L’éveil m'a saisi alors que je dormais. Une maison s'est construite en mon absence. Le jardin a fleuri. J'étais parti hors de moi, un domaine prenait forme.
A mon insu, quelqu'un posait les fondations d'un empire.
Où étais-je ? Mais étais-je ? Mes cellules s'éveillaient une à une à un devenir dont j'ignorais le trajet.
Tout travaillait pendant que l'enveloppe se reposait.
J'avais enfin lâché prise au-dedans. Je ne sentais plus rien, pourtant quelqu'un me faisait, caché de nuit comme de jour. La vraie vie était donc ailleurs, mais je n'étais pas un autre. J'étais sans moi. Était-ce possible ?
Je ne rêvais plus, j'étais rêvé. Je n'habitais plus, j'étais habité. Je ne désirais plus, j'étais désiré.
L'éveil illuminait mes ténèbres sans que je le sache. J'étais éveillé. Comment l'ai-je su ? Mon ancien moi qui se mourait, les autres qui s'étonnaient, l'Autre qui ne demandait rien.
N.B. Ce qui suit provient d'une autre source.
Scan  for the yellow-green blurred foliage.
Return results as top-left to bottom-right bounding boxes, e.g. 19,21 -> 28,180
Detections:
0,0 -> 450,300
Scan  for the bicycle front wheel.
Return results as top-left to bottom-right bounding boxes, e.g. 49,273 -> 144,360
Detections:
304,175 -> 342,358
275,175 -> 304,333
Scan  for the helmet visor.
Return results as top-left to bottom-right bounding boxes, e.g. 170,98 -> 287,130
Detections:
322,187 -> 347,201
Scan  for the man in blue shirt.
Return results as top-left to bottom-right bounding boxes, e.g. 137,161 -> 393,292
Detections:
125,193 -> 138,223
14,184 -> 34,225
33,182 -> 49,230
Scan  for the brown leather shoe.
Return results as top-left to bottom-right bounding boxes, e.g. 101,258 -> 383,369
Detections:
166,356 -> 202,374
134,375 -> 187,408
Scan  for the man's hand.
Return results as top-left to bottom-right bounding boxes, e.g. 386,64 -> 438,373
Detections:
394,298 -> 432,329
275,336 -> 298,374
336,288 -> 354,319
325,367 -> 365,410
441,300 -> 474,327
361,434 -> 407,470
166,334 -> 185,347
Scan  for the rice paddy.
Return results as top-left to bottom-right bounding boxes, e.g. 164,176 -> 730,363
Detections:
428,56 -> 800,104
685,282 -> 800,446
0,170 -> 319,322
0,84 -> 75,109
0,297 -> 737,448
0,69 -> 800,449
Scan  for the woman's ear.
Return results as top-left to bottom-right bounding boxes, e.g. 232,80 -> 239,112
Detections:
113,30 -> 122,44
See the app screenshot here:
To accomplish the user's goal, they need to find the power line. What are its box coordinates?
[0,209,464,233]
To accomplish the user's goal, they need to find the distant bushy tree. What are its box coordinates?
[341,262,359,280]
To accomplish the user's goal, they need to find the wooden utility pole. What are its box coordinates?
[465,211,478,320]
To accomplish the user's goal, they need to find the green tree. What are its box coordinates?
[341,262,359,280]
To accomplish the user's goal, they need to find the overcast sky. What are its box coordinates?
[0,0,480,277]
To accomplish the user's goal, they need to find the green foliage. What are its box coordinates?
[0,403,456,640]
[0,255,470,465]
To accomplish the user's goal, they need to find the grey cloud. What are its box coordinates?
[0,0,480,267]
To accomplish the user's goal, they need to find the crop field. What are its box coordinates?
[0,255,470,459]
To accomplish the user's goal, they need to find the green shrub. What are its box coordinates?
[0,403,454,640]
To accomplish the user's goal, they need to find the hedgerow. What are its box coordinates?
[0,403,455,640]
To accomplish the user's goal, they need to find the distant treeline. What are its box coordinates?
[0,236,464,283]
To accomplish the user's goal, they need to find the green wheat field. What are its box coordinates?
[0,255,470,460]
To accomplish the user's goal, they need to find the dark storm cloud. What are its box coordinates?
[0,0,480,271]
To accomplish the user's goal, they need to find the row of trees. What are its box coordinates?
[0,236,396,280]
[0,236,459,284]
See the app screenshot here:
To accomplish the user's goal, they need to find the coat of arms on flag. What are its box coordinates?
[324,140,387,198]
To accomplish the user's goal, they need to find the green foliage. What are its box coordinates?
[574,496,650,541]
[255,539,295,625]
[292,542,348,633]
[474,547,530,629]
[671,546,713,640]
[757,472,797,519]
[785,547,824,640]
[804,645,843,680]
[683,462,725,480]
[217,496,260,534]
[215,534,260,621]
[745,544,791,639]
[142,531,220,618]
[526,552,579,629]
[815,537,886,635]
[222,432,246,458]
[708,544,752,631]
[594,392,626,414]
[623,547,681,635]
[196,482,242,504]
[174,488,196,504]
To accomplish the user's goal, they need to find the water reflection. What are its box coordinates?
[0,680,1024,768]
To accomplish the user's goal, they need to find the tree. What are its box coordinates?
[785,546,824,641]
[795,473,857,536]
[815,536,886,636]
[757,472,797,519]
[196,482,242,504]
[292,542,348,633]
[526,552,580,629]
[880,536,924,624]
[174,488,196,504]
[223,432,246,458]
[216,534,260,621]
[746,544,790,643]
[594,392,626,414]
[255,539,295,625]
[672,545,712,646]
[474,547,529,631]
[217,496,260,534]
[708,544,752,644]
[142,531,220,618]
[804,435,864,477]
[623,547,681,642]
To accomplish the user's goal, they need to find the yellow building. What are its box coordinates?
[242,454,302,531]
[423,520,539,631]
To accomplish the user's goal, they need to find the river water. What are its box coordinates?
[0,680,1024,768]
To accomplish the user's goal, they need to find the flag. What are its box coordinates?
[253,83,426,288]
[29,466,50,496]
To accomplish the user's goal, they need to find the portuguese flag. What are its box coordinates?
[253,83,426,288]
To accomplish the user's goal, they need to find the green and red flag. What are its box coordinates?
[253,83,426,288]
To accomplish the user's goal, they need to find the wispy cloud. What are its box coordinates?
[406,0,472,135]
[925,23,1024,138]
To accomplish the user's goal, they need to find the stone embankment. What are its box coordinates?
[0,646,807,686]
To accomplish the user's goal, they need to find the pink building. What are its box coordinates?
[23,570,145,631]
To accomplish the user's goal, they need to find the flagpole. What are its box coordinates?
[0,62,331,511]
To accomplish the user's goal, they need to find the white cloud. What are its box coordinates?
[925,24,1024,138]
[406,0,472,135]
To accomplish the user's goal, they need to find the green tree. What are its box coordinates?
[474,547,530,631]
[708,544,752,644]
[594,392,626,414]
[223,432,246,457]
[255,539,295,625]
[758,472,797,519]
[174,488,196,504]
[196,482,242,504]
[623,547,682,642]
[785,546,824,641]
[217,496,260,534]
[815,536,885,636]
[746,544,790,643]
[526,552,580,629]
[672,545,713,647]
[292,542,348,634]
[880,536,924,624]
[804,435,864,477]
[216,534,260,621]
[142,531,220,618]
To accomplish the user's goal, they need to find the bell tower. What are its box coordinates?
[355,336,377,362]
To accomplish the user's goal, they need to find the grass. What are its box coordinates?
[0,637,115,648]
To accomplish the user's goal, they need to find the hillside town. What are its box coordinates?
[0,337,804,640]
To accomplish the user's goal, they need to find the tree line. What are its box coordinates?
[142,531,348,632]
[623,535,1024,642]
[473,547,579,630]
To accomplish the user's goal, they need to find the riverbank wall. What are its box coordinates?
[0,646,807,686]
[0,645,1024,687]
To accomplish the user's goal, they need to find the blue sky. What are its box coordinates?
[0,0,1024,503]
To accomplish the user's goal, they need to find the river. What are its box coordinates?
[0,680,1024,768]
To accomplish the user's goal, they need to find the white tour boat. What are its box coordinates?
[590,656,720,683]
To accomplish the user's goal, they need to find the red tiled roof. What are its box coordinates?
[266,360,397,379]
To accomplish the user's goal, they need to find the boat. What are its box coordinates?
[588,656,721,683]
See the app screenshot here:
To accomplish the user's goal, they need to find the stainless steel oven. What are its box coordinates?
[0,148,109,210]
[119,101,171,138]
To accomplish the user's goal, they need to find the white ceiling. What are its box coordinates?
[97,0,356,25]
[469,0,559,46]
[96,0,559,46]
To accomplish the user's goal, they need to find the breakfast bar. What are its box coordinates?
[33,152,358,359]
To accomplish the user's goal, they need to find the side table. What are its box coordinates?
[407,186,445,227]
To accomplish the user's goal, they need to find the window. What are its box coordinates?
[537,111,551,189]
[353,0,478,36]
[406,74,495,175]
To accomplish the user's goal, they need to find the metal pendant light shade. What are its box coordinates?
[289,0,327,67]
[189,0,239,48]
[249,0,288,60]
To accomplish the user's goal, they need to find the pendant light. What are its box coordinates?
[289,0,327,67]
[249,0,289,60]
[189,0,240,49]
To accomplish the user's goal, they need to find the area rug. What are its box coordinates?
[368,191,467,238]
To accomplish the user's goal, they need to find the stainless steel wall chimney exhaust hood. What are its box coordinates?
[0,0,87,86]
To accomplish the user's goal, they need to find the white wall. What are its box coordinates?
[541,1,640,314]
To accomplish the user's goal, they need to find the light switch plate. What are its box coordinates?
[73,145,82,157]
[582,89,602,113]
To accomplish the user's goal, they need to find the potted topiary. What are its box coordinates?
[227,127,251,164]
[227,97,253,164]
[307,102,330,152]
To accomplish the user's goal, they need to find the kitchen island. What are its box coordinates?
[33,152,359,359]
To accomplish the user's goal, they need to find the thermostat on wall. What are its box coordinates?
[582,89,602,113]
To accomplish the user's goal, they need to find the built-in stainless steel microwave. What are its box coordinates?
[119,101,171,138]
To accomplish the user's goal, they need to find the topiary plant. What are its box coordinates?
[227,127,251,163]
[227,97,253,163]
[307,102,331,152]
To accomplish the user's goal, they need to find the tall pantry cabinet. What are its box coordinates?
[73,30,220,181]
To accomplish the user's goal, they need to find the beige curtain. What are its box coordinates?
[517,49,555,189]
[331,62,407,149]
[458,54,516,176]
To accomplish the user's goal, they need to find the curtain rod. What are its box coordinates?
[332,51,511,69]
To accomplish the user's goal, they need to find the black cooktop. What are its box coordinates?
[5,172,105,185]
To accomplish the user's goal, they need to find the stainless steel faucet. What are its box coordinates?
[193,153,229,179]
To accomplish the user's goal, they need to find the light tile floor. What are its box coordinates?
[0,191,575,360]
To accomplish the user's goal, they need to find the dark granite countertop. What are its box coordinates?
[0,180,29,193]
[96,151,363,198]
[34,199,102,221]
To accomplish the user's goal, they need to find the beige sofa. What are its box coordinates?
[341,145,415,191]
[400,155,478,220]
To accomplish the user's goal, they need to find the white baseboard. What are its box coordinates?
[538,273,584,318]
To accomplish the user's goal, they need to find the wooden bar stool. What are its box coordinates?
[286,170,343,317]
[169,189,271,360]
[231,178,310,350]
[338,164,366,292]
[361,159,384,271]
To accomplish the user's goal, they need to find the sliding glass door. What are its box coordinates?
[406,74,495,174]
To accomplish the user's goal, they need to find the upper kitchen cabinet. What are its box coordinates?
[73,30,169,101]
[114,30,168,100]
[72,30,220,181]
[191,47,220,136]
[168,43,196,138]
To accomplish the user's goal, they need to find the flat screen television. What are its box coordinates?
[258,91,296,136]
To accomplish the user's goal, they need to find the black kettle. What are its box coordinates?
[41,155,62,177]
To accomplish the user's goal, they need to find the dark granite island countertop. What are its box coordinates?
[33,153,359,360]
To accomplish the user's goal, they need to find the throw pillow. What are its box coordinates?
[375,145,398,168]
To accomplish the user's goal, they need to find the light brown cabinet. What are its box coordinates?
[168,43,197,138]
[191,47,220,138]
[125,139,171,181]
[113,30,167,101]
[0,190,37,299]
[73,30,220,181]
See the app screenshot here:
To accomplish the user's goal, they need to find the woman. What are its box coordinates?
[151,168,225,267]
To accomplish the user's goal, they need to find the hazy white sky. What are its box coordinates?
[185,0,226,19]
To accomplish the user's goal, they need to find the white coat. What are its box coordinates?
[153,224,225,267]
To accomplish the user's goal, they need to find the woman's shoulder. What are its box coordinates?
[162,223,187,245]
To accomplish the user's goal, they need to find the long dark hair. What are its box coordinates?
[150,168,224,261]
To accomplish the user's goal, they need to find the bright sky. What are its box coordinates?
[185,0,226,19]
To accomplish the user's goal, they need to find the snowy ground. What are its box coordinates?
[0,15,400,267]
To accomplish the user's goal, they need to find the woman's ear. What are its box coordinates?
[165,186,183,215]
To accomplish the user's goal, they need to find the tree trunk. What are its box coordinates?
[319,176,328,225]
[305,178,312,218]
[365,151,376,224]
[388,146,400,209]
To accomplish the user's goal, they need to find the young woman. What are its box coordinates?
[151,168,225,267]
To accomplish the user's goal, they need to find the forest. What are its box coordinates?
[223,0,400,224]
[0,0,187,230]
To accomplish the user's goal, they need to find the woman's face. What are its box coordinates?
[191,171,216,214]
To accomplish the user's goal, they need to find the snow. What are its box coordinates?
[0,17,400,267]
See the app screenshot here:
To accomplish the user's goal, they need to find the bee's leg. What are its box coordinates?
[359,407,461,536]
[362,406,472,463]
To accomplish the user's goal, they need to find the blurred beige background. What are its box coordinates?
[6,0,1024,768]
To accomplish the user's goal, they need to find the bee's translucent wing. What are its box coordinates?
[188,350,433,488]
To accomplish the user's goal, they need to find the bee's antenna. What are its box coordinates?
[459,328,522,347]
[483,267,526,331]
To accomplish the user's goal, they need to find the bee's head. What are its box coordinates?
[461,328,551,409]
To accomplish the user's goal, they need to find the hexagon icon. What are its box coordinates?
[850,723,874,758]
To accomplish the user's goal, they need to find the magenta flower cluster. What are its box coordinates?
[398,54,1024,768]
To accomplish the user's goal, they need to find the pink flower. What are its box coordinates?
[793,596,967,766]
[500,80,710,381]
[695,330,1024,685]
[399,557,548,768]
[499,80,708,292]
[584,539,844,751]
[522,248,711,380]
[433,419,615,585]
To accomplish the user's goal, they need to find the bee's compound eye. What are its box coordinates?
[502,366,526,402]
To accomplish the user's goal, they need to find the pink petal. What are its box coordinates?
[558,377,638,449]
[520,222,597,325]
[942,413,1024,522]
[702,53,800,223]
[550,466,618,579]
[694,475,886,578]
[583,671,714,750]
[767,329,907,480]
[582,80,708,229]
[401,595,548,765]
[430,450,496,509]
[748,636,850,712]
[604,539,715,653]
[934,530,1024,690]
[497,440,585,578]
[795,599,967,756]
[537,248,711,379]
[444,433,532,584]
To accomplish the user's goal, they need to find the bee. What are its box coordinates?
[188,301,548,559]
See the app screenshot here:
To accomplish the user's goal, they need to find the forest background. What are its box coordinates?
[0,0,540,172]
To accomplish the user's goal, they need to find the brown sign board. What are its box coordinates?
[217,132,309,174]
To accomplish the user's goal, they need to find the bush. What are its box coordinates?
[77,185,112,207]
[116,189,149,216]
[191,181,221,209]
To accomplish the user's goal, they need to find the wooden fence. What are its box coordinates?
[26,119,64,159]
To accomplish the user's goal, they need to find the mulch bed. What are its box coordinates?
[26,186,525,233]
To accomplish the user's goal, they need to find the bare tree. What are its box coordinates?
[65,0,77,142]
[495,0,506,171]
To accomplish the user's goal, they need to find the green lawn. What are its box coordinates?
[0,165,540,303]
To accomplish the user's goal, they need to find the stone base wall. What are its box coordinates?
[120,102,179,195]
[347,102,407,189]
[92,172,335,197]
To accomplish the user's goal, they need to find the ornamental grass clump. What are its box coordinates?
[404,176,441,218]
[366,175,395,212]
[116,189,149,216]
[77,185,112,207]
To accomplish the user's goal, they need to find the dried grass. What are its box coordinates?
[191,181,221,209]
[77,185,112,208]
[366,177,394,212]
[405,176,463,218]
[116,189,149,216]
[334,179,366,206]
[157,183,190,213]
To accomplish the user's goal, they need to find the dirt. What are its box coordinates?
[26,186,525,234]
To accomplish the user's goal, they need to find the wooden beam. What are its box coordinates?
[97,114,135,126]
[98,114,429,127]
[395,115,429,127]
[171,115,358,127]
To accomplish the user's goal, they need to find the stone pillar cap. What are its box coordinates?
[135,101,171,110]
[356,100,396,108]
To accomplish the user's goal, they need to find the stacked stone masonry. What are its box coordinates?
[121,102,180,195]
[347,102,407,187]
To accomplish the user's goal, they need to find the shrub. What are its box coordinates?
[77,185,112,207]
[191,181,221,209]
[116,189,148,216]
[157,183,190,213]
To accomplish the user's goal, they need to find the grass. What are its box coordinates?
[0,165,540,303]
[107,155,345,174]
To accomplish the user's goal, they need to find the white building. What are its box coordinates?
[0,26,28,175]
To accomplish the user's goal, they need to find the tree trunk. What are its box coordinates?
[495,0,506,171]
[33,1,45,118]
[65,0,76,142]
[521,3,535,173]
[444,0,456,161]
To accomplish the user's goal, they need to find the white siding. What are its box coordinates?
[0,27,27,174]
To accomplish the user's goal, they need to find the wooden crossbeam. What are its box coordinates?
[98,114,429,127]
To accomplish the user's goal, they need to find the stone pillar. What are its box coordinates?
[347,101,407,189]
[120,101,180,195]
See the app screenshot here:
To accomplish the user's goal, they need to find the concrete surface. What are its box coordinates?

Alors les pourquoi se turent.
L'éveil était là, toujours là. Le silence, ami du mystère, me murmurait seulement un pourquoi pas. Je savais que j'étais vu. J'étais engendré du dedans, indigne de la souffrance qui m'avait amené à cet enfantement de l'homme nouveau.
La visite
La visite apaisante invente en toi des demeures où tu peux circuler en toute liberté. Ta pauvreté intérieure est la porte où la visite t'enrichit à même tes réserves. Ton contenu est infini quand la visite y loge. Elle te dépossède en te laissant être toi-même. Ta densité réside dans l'attente de cette visite, que ton être ne peut contenir totalement. Le vide t'enfonce dans l'abondance d'une espérance qui ne déçoit pas. Son poids t'installe dans l'attente et te transfigure par le simple souffle de sa présence. Tu es partout chez toi. Tu n'appartiens qu'à l'Autre. Toute la place est en sa possession. Tu te perds en lui, qui te devance sans cesse.
Tu ne peux pas aimer vraiment sans l'Autre qui épouse ta fragilité. Il triomphe quand il aime à travers toi. Tu es alors visite pacifiant pour les autres. Le banquet de l'amour est offert à ceux qui accueillent la possible visite. Les portes de la liberté s'ouvrent sur l'Autre. En Lui, la victoire est la tienne.
LA PAROLE
La parole en écho sort du silence. Elle est une fenêtre sur moi-même, le monde et l'Autre. Elle pousse à l'acte. La parole est dangereuse ; les poètes sont les premiers que les dictateurs enferment dans leurs prisons. Leurs mots se mêlent à leur sang, de siècle en siècles.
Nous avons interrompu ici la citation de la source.